People care a lot about personal privacy, so it’s understandable that bills like the Stop Online Piracy Act and Cyber Intelligence Sharing and Protection Act raise concerns. It’s good that people care, because a modicum of privacy is an inherent human right — but a lot of people also jump to conclusions before trying to educate themselves about what’s really happening.
To start, CISPA is not SOPA. SOPA would have done two things. First, it would have granted copyright holders the ability to try to have websites from outside the U.S. banned for copyright infringement while also making multiple instances of streaming video punishable by up to five years in prison.
CISPA deals with national and cyber security, and allows private companies to share online data with the government and other third party agencies if that information seems to present a threat to the country.
SOPA was an infringment of the First Amendment because of the bill’s potential for censorship. CISPA, on the other hand, could be a violation of the Fourth Amendment, which protects against unreasonable searches and seizures — a protection that has been extended to (at least) emails by the U.S. Court of Appeals for the Sixth Circuit in the case United States v. Warshak.
But CISPA at least seems to have good . The root of the problem, as it was with SOPA, is that the bill’s language is too vague. It does list the circumstances when a company can share information, but they’re open-ended, subjective situations.
According to an article on propublica.org, the bill would “enable companies and intelligence agencies to share information related to 1) cyber security purposes; 2) investigation and prosecution of cyber security crimes; 3) protection of individuals from death and bodily harm; 4) child pornography; or 5) protection of the national security of the United States.”
All of those things sound great, and with the Internet’s anonymity some kind of cyber security measures are necessary, but who decides what kind of information pertains to any of the above scenarios?
After all, what are cyber security purposes, exactly? What can really protect someone from death or bodily harm? Can an entire private Facebook conversation be handed over to the government because someone wrote “im gonna punch u”? That is a threat of bodily harm, but it hardly needs to be a federal case.
Companies can also share data with each other, so Google can tell Facebook what you’ve been saying in emails if it fulfills certain qualifications that are murky at best. Even worse, the bill never says personal information needs to be redacted when such data is shared, so your name and other sensitive information can be attached for any company or agency to see — and who knows what kind of problems that could cause?

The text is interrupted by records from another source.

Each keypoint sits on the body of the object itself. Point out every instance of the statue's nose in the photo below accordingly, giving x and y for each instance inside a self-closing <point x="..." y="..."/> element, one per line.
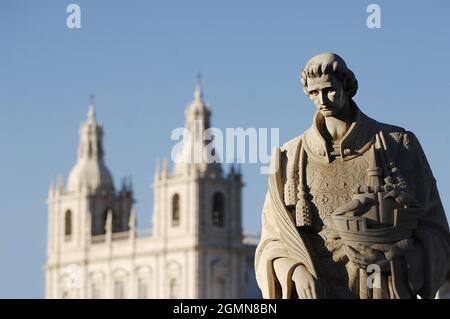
<point x="322" y="98"/>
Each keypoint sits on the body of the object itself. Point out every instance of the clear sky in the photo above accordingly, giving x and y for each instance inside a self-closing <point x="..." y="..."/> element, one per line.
<point x="140" y="59"/>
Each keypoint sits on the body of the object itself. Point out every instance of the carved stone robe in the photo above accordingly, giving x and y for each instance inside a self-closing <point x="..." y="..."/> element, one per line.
<point x="330" y="173"/>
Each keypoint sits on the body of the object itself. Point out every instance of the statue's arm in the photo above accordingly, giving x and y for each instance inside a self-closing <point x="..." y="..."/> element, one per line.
<point x="272" y="263"/>
<point x="429" y="261"/>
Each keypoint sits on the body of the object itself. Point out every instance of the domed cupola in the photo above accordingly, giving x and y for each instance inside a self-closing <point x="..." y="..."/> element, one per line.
<point x="90" y="171"/>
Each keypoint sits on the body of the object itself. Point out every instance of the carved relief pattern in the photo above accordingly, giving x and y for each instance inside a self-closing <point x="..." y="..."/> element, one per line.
<point x="331" y="184"/>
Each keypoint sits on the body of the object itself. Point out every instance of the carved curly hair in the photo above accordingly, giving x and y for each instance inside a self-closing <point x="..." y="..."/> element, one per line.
<point x="329" y="63"/>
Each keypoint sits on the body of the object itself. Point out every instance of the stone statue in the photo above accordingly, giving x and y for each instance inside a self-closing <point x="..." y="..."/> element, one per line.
<point x="352" y="209"/>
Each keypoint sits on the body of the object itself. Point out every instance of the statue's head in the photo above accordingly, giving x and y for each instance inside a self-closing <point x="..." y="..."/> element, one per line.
<point x="329" y="83"/>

So yes, in its current form, CISPA is problematic and should not be passed. And yes, the House did pass the bill on April 18. But despite all that, you don’t need to worry just yet.
First off, the Senate didn’t pass SOPA, and CISPA is facing plenty of opposition, according to an article from Forbes. The article references a bill similar to CISPA that was voted down last year. That piece of legislation was not only sponsored by Sens. Joe Lieberman and Susan Collins, but it provided clearer guidelines for how information was to be shared.
Even more reassuring is the fact that President Barack Obama’s administration released a statement saying his advisors would recommend the president veto the bill if it ever ended up on his desk.
Being vigilant against threats to our online liberties is important, but so is being informed. CISPA could be a good bill with more specific language, because cyber-security is a huge concern as technology becomes further ingrained in the country’s infrastructure. It’s just not there yet.